Direktur Eksekutif Indikator Politik Indonesia, Burhanuddin Muhtadi mengatakan, pihaknya menanyakan setuju tidaknya responden dengan adanya pernyataan bahwa warga makin takut dalam menyatakan pendapat. Hasil surveinya yaitu 21,9 persen sangat setuju; 47,7 persen agak setuju, 22 persen kurang setuju; dan 3,6 persen tidak setuju sama sekali (Merdeka,25/10/2020).
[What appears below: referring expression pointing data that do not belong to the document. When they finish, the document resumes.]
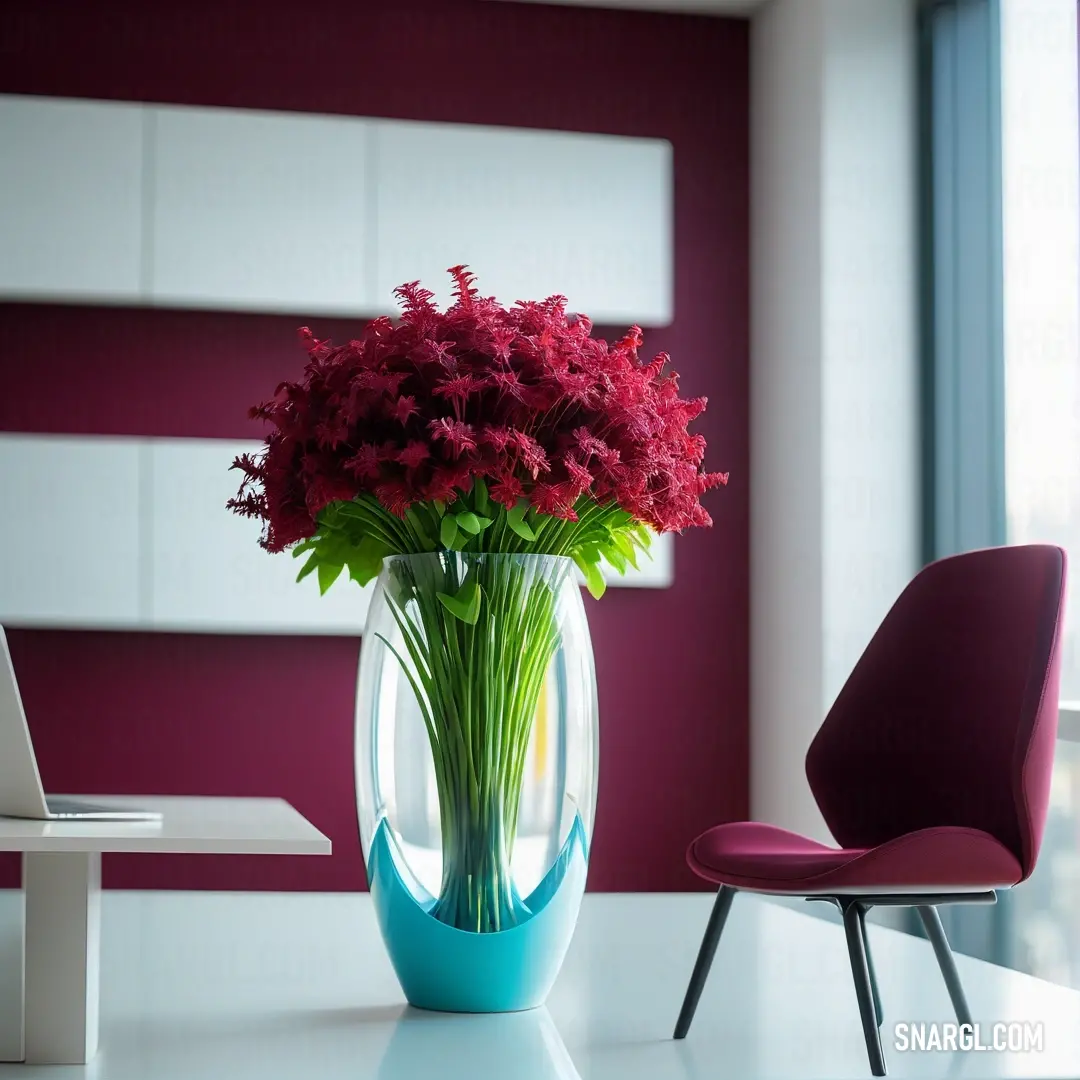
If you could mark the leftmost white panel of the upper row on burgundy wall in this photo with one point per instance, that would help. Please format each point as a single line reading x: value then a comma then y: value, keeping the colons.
x: 71, y: 198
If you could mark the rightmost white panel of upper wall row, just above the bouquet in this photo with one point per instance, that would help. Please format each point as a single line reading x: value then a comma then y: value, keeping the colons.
x: 532, y: 213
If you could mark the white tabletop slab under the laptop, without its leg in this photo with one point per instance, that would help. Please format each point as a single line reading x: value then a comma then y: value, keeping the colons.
x: 194, y: 826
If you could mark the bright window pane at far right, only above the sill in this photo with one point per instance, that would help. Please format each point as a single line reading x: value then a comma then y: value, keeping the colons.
x: 1041, y: 261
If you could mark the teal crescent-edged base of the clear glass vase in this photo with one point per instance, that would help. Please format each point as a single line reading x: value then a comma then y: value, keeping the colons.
x: 449, y: 970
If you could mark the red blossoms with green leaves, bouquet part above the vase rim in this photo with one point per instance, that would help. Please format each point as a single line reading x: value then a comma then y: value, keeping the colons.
x: 476, y: 429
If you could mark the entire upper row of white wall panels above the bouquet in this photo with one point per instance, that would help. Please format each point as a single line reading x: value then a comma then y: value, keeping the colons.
x: 298, y: 213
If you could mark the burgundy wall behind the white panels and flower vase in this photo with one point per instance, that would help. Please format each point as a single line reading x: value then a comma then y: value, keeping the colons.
x: 142, y: 713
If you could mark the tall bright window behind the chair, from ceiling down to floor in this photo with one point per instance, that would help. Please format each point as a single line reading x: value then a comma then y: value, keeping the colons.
x: 1041, y: 125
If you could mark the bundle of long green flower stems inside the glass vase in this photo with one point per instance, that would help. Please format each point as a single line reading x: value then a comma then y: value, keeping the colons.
x: 480, y: 685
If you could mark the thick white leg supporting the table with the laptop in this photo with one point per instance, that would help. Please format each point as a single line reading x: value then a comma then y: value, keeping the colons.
x: 63, y: 934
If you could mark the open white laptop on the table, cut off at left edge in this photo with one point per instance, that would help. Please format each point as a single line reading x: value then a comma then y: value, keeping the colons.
x: 21, y: 794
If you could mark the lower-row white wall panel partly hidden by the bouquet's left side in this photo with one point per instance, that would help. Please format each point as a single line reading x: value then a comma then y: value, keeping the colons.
x: 208, y: 572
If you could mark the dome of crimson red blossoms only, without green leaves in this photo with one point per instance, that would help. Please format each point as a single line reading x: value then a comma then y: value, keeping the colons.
x: 524, y: 398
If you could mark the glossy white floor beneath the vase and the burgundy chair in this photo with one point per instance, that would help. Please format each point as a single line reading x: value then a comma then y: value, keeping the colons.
x: 267, y: 987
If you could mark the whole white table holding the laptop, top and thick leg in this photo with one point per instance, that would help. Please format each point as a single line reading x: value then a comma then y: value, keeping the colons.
x: 58, y: 979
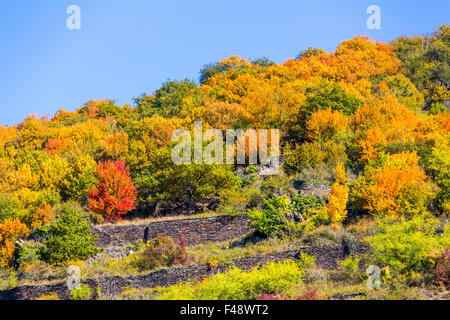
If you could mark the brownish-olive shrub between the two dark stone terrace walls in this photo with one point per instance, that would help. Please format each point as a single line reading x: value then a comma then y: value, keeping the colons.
x: 163, y: 252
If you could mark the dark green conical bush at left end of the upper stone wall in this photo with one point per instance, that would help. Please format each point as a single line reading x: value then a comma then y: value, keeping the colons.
x: 69, y: 238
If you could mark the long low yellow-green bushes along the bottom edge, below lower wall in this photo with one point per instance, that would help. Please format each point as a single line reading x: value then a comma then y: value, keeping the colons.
x: 236, y: 284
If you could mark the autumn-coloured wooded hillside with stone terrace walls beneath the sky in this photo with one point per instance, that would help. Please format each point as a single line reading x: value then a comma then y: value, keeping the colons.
x: 365, y: 144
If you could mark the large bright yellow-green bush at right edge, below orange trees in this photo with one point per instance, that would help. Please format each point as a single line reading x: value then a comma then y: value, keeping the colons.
x: 407, y: 247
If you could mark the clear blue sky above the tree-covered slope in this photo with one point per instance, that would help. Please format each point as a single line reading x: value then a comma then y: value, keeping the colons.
x: 126, y: 48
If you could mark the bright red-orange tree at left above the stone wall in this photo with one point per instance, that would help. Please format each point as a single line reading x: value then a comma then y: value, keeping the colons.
x: 115, y: 193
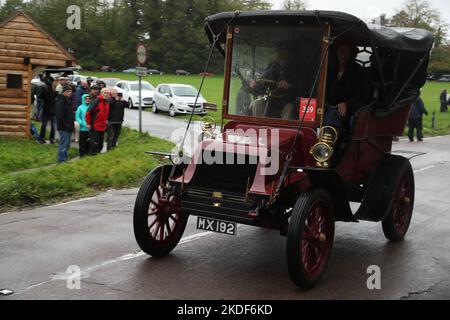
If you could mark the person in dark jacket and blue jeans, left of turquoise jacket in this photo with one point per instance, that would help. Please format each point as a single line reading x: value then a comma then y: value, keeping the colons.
x: 65, y: 120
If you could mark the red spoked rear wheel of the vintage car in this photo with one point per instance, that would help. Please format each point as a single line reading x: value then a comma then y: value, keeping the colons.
x: 398, y: 220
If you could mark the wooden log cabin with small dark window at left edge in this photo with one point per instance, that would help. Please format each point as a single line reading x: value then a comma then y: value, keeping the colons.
x: 25, y: 50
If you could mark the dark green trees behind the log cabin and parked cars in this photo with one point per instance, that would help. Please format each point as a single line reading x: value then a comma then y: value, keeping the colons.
x: 173, y: 30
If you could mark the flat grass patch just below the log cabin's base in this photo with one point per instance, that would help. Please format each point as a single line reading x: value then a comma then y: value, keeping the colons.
x: 20, y: 154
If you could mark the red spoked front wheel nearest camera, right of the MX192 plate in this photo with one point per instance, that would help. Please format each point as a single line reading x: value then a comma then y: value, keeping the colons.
x: 310, y: 238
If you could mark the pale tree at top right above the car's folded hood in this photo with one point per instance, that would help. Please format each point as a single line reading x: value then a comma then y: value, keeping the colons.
x: 420, y: 14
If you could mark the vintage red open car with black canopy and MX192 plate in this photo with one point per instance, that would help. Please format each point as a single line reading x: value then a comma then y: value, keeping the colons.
x: 286, y: 170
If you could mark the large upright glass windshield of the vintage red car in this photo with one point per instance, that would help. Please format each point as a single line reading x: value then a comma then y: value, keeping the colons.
x: 273, y: 70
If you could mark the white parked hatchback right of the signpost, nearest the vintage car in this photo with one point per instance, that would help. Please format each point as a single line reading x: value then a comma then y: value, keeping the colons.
x: 177, y: 98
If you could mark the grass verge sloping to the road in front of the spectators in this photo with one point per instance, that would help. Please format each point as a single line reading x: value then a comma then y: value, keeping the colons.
x: 124, y: 167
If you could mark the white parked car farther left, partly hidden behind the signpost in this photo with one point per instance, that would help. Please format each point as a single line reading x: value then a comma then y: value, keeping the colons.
x: 130, y: 92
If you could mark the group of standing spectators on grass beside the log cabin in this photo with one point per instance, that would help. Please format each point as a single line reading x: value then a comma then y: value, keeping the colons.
x: 86, y: 111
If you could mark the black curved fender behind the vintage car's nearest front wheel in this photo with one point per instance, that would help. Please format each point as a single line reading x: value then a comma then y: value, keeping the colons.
x: 331, y: 181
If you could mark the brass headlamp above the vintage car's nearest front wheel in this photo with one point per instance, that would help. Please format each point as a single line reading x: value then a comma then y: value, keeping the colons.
x: 322, y: 152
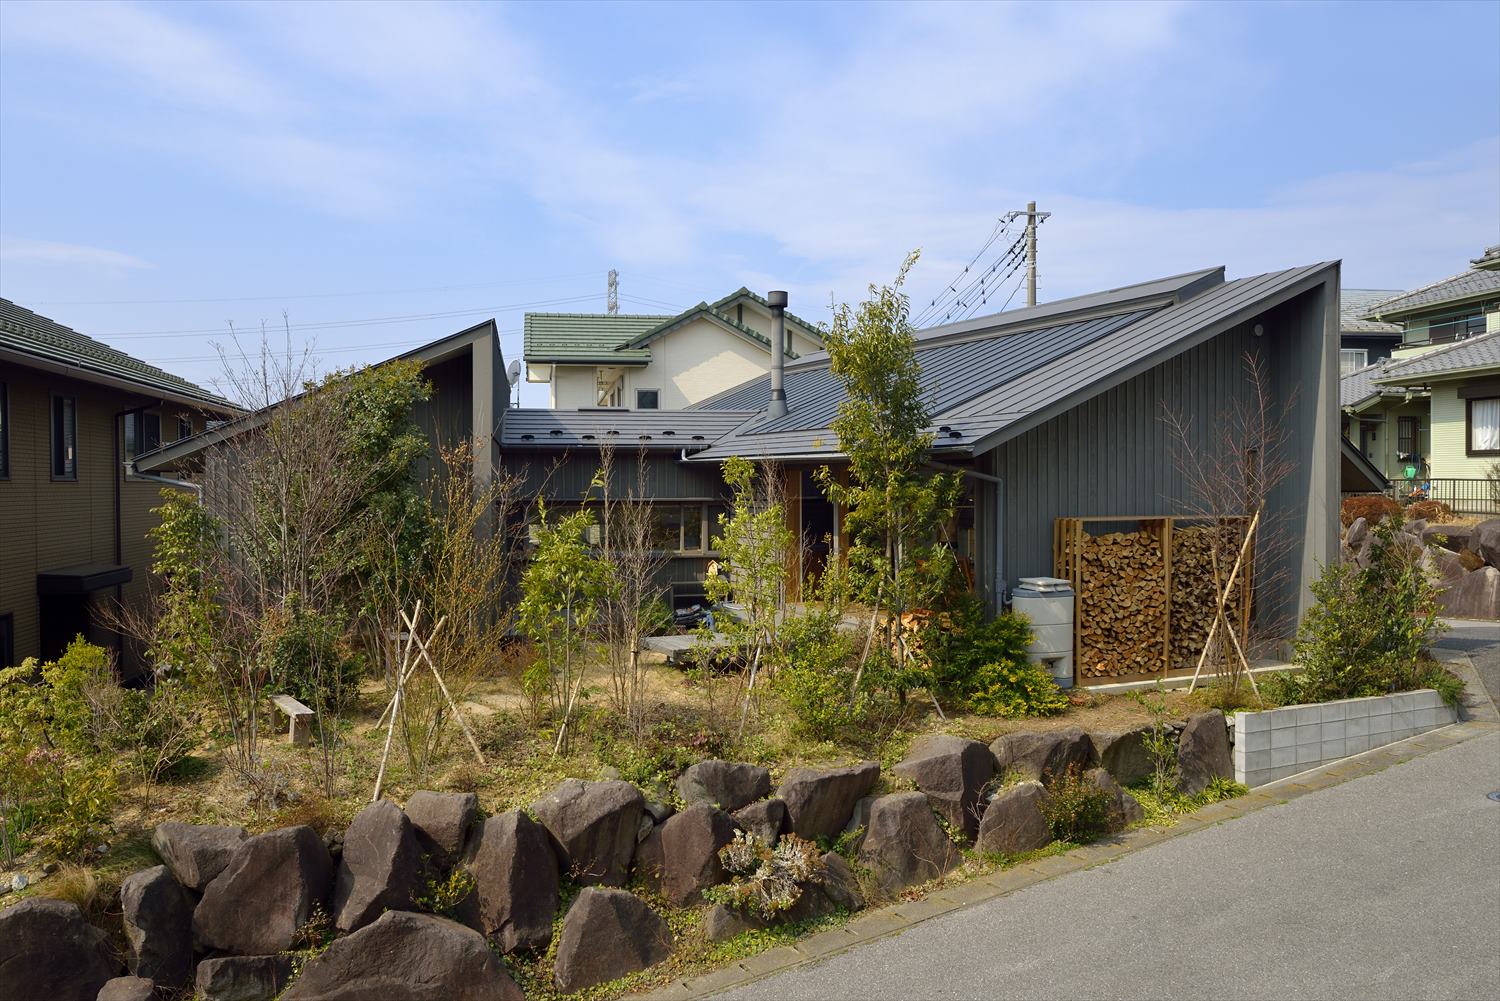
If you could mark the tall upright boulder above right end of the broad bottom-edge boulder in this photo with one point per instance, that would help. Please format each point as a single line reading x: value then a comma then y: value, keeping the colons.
x: 517, y: 883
Menurut Burhanuddin, survei menunjukkan meningkatnya ancaman terhadap kebebasan sipil. Mayoritas publik cenderung setuju atau sangat setuju bahwa saat ini warga makin takut menyuarakan pendapat (79,6 persen); makin sulit berdemonstrasi atau melakukan protes (73,8 persen); dan aparat dinilai semena-mena menangkap warga yang berbeda pandangan politiknya dengan penguasa (57,7 persen)

Kritik semestinya menjadi hal yang wajar terjadi, karena manusia makhluk sosial. Kritik adalah hal yang sangat wajar didapat oleh penguasa bahkan merupakan kebutuhan agar bisa melahirkan kebijakan yang sejalan dengan harapan masyarakat yang dipimpinnya. Faktanya, sikap kritis rakyat terhadap penguasa dibungkam bila menganggu kepentingan korporasi. Terbukti banyak standar ganda dalam menyikapi kritik rakyat.

Sistem demokrasi melahirkan negara korporasi dan negara polisi (represi). Mewadahi perbedaan hanya retorika. Kebijakan-kebijakan yang dikeluarkan pemerintah saat ini didominasi kepentingan para penguasa termasuk korporasi asing. Sarat dengan kepentingan melanggengkan rezim koruptif kapitalistik yang hanya menguntungkan pihak kapitalis. Sehingga setiap kritik yang membela kepentingan rakyat dianggap ancaman kepentingan kapitalis dan merongrong kekuasaan rezim.

Rezim yang terlahir dari sistim sekuler demokrasi menyinpan potensi represif dan anti ktitik. Suara lantang para mahasiswa saat demonstrasi di anggap sebagai suara sumbang yang tidak berari apa-apa bagi penguasa.  Demokrasi melahirkan sistem aturan yang rentan konflik, memenangkan satu pihak, tidak bisa mengakomodir keseluruhan aspirasi rakyat dan kebijakan yang lahir tidak mampu menyelsaikan masalah secara hakiki.

Dalam Islam, kritik termasuk ajarannya yaitu amar makruf nahi mungkar yang terdapat dalam Al Quran surat Ali ‘Imran ayat 110 yang artinya: “Kamu adalah umat yang terbaik yang dilahirkan untuk manusia, menyuruh kepada yang makruf dan mencegah dari yang mungkar dan beriman kepada Allah.”

Negara islam bukan negara anti kritik. Islam menetapkan standar dan batasan yang baku dalam menyikapi perbedaan pandangan antara rakyat dengan penguasa. tidak ada standar ganda dalam melihat perbedaan pendapat. Majelis umat merupakan sebuah majelis yang dipilih dari rakyat dan anggotanya terdiri atas perwakilan umat Islam dan non mslim, baik laki-laki maupun perempuan. Para anggota majelis ini mewakili konstituen mereka di dalam negara khilafah. Majelis ini tidak memiliki kekuasaan legislasi sebagaimana halnya lembaga perwakilan dalam sistem demokrasi. Namun demikian, anggota majelis dapat menyuarakan aspirasi politik mereka secara bebas tanpa dibayangi ketakutan terhadap sikap represif penguasa. Majelis umat melakukan fungsi utamanya dalam menjaga akuntabilitas pemerintahan di berbagai level dengan aktivitas musyawarah dan kontrol atau muhasabah. Dengan adanya wadah tersebut, rakyat memiliki kesempatan untuk menyuarakan pendapat dan aspirasi.